Magneto-optics of dichroic chiral photonic crystals: resonant diffraction transmission and higher-order reflections at grazing angles

TL;DR

This paper explores the magneto-optical properties of dichroic cholesteric liquid crystals under oblique incidence, revealing unique diffraction phenomena and the potential for tunable narrowband optical filters.

Contribution

It introduces the analysis of magneto-optical effects in dichroic cholesteric liquid crystals using the Berreman method, highlighting resonant diffraction and Dirac points at grazing angles.

Findings

Resonant Bragg diffraction transmission observed at oblique incidence.

Appearance of Dirac points in spectra under magnetic field.

Magnetic field suppresses polarization shift from circular to linear.

Abstract

Magneto-optical effects in structured anisotropic media have attracted significant attention due to their potential in tunable photonic devices. In particular, dichroic cholesteric liquid crystals (i.e., cholesterics in which the real parts of the local dielectric permeability tensor are equal each other, and the imaginary parts differ) provide a unique system in which absorption anisotropy rather than anisotropy of real pars of the local dielectric permeability controls the optical response. In this work, we investigated the magneto-optical properties of dichroic cholesteric liquid crystals under oblique light incidence. To analyze the optical characteristics, we used the Berreman method, which is a matrix approach to solving Maxwell's equations. The unique properties of such structures were revealed, namely, resonant Bragg diffraction transmission instead of diffraction reflection and higher orders of diffraction reflection under oblique light incidence at grazing angles.
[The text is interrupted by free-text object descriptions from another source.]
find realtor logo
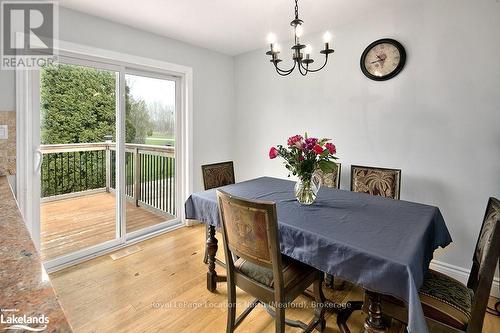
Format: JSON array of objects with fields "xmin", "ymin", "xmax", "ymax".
[
  {"xmin": 1, "ymin": 1, "xmax": 58, "ymax": 69},
  {"xmin": 0, "ymin": 309, "xmax": 49, "ymax": 331}
]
It was shown that at light oblique incidence in the presence of an external magnetic field, new Dirac points appear in the spectra of such structures at each order of diffraction reflection. Furthermore, it is shown that an external magnetic field suppresses the shift of the polarization of eigenmodes from circular to linear polarization as the angle of incidence increases. This system can be used as a narrowband filter with a widely tunable wavelength.